Bulk volume of stone lighter than the W15 stone should not exceed the volume of voids in
the structure without this lighter stone.
The riprap thickness should not be less than 300 mm (12 in.) for practical placement, less than
the diameter of the upper limit of W100 stone, or less than 1.5 times the diameter of the upper
limit W50 stone, whichever is greater. If riprap is placed under water, the thickness should be
increased by 50 percent, and if it is subject to attack by large floating debris or wave action it
should be increased 150 to 300 mm (6 to 12 in.).
6.5.6 Riprap Placement
General. Riprap placement is usually accomplished by dumping directly from trucks. If riprap
is placed during construction of the embankment, rocks can be dumped directly from trucks
from the top of the embankment. Rock should never be placed by dropping down the slope in
a chute or pushed downhill with a bulldozer. These methods result in segregation of sizes.
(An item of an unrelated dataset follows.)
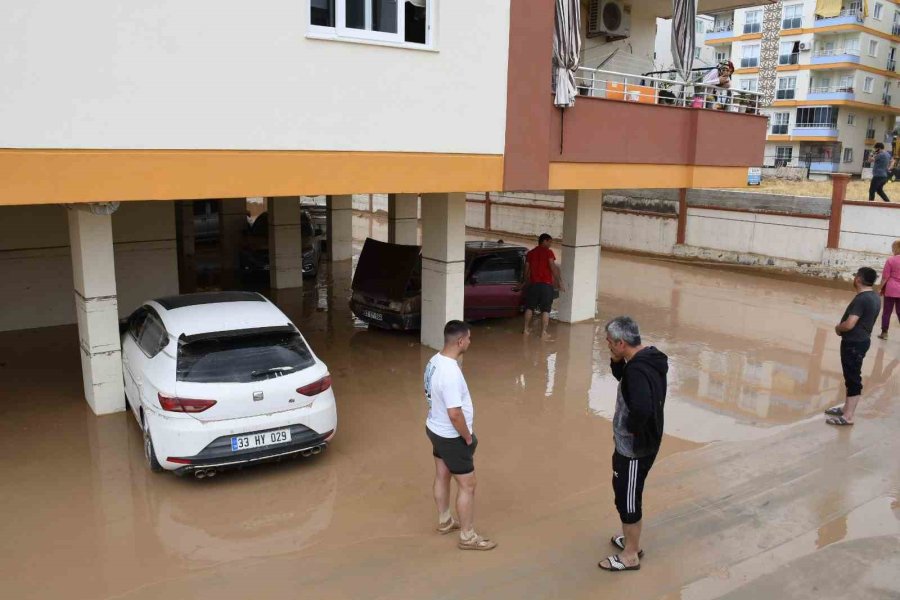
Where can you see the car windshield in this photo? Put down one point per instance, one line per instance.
(242, 358)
With dumped riprap there is a minimum of expensive hand work. Poorly graded riprap with
slab-like rocks requires more work to form a compact protective blanket without large holes or
pockets. Draglines, backhoes, and other power equipment can also be used to place the
Hand placed rock riprap is another method of riprap placement. Stones are laid out in more or
less definite patterns, usually resulting in a relatively smooth top surface. This form of
placement is used rarely in modern practice because it is usually more expensive than
placement with power machinery, and it is more likely to fail than dumped riprap.
Dumped riprap that is keyed (or plated) by tamping has proved to be effective. Guidelines for
placement of keyed riprap have been developed by the Oregon Department of Transportation
and distributed by the Federal Highway Administration. In the keying of a riprap, a 1,818 kg
(4,000 lb) or larger piece of steel plate is used to compact the rock into a tight mass and to
smooth the revetment surface. Keyed riprap is more stable than loose riprap revetment
because of reduced drag on individual stones, its angle of repose is higher, and its cost is less
because a lesser volume of rock per unit area is required.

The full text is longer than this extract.